As Mama and I walked away from the bank, she patted my hand. “Honey, your Dad must have done this awful thing to get back at me. You and he have always gotten along all right. If you call him, I’m sure he’ll give you the money.”

But he wouldn’t. I pleaded with him but his only answer was a cold, “It’s mine now, and if you’re so smart, you get your precious tuition elsewhere!”

There wasn’t an elsewhere. No bank was going to loan money to an eighteen-year-old without any hope of payback for three years, and none of my friends had that much money. What could I do? I thought about Lester, but he always put profits back into the café.

Five hundred dollars was a lot of money in 1948. No one in the whole world that I knew had that much money to lend . . . except maybe one of our customers at Lester’s who always said I was a good worker—Mr. Smith of Jay Smith Plumbing

Mr. Smith was the only person who ever tipped me in that little café. Wearing a straw hat and clean, pressed cottons, he came into Lester’s early every morning for breakfast. I’d hardly had time to exchange more than pleasantries with him while waiting on the brisk breakfast trade. I hadn’t worked the breakfast shift since last summer. Would he even remember me? And wouldn’t Lester be upset if I asked his customer for a loan? It was a crazy, embarrassing idea!
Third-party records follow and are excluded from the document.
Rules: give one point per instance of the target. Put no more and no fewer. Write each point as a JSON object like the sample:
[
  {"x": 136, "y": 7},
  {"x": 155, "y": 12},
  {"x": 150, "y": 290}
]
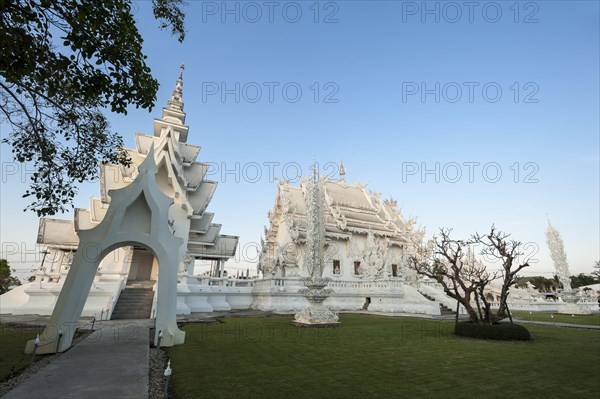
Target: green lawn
[
  {"x": 590, "y": 320},
  {"x": 12, "y": 344},
  {"x": 376, "y": 357}
]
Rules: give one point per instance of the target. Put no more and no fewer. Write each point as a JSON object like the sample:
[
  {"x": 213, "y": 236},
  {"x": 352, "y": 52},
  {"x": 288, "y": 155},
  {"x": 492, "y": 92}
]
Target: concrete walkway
[
  {"x": 110, "y": 363},
  {"x": 552, "y": 324}
]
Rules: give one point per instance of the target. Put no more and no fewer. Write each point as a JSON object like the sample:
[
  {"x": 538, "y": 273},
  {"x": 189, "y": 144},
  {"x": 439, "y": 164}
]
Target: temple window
[{"x": 336, "y": 267}]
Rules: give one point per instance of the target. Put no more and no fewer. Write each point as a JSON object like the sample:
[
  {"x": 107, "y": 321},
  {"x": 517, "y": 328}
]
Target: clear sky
[{"x": 467, "y": 113}]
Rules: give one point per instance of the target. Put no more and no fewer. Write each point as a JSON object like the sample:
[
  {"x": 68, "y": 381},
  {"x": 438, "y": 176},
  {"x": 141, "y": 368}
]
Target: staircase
[
  {"x": 445, "y": 310},
  {"x": 135, "y": 301}
]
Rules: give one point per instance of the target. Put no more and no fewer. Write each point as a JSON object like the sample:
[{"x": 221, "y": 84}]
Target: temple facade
[{"x": 367, "y": 243}]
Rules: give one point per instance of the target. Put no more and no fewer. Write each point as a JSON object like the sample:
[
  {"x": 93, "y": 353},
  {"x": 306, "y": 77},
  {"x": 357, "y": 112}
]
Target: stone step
[{"x": 134, "y": 303}]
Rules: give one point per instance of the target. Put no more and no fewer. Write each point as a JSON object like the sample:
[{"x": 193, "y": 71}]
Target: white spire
[
  {"x": 176, "y": 100},
  {"x": 342, "y": 172},
  {"x": 558, "y": 255}
]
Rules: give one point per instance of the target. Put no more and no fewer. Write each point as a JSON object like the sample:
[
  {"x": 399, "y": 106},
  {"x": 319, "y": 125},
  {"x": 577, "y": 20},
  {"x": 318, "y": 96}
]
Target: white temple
[
  {"x": 367, "y": 243},
  {"x": 129, "y": 273}
]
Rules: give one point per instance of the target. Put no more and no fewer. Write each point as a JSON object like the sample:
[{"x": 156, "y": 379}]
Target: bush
[{"x": 502, "y": 331}]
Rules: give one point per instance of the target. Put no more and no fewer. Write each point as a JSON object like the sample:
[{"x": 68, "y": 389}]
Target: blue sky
[{"x": 508, "y": 89}]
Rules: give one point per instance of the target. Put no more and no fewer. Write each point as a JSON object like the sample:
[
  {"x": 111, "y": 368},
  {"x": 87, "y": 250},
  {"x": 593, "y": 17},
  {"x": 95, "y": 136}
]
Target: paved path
[
  {"x": 110, "y": 363},
  {"x": 552, "y": 324}
]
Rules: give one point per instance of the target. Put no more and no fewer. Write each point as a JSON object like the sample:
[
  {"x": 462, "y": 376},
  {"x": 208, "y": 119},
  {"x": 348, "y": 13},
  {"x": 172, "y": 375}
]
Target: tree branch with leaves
[{"x": 62, "y": 62}]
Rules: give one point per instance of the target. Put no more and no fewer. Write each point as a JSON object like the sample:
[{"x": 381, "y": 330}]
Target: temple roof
[
  {"x": 349, "y": 209},
  {"x": 179, "y": 176}
]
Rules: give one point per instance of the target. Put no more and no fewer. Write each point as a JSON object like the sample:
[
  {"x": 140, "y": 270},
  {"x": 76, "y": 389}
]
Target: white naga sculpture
[
  {"x": 559, "y": 257},
  {"x": 316, "y": 314}
]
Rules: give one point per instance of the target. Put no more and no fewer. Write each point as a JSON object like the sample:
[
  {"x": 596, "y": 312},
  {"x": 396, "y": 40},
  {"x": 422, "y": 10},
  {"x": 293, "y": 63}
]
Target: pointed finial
[{"x": 176, "y": 100}]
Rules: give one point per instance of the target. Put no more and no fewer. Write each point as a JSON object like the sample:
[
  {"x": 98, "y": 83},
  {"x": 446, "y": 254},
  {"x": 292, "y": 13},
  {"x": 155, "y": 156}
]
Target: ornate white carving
[
  {"x": 559, "y": 257},
  {"x": 315, "y": 292}
]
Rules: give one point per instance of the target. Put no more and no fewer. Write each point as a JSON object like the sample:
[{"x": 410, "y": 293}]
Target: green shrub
[{"x": 502, "y": 331}]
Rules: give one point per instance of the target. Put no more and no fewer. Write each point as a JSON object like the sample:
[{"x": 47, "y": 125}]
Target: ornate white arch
[{"x": 138, "y": 215}]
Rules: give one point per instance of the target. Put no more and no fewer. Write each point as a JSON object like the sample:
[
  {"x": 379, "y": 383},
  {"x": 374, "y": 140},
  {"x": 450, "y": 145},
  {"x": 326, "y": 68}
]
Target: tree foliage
[
  {"x": 6, "y": 279},
  {"x": 61, "y": 63}
]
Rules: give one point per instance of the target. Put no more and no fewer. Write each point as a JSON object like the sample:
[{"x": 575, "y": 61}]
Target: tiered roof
[
  {"x": 349, "y": 209},
  {"x": 179, "y": 175}
]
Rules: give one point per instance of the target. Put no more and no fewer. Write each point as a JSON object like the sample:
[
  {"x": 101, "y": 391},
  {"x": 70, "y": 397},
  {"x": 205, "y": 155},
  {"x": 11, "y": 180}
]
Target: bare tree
[
  {"x": 498, "y": 246},
  {"x": 461, "y": 279}
]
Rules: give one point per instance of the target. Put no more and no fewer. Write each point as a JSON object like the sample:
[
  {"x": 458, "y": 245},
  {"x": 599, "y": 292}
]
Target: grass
[
  {"x": 12, "y": 344},
  {"x": 590, "y": 320},
  {"x": 380, "y": 358}
]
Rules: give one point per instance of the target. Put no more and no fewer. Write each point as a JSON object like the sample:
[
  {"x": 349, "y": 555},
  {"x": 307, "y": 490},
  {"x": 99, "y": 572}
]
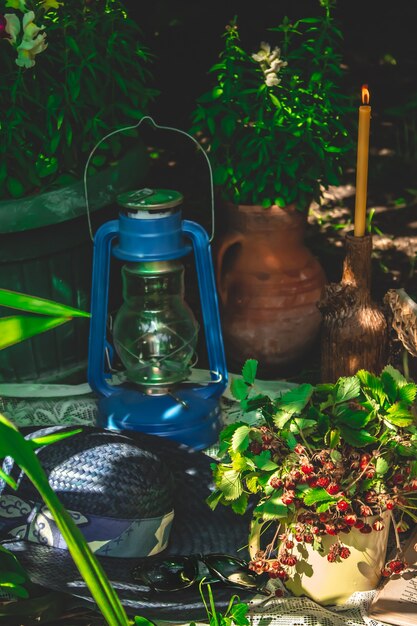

Saturday afternoon I called Lester anyway because it was my only hope for realizing my dream. When I told him my problem I figured he had every right to shut me down. Instead, he was understanding. “Mr. Smith still eats here every morning. Matter of fact, he asked about you recently. Come in Monday before seven and you’re welcome to ask him. And good luck, Jeanne. I know that’s playing it close to your noon deadline.”

Monday morning I rode two buses to get there, but I walked into Lester’s Café at ten minutes until seven. To my amazement, I’d visited with Mr. Smith only a few minutes when—not even waiting for me to ask—Mr. Smith said, “Lester told me your problem, Jeanne, and I’m happy to help.” With those words, he handed me a check—already written to my name for five hundred dollars!

I was so stunned I just kept staring at the check and thanking him while he and Lester talked. They decided Mr. Smith would drive me to his bank to cash it because I didn’t have a driver’s license or other valid identification. As Mr. Smith drove, he told me why he wanted to help. He understood my predicament, because as a youngster he had run away from his very difficult family and made his own way by hard work.

“You’re a hard worker, too, so I know you’ll make it!” he said. As we left the bank, he smiled at me and shook my hand and wished me good luck.

Because of his help, I did have good luck—the best. Upon graduation from St. John’s, I was asked to join their staff to teach Nursing Arts. The day I graduated, Mama proudly brought me a money order for the amount I owed Mr. Smith, and we took it to him. He shook my hand and thanked me. “No, Mr. Smith,” I said, “thank you for saving my dream. You’ll always be my hero.”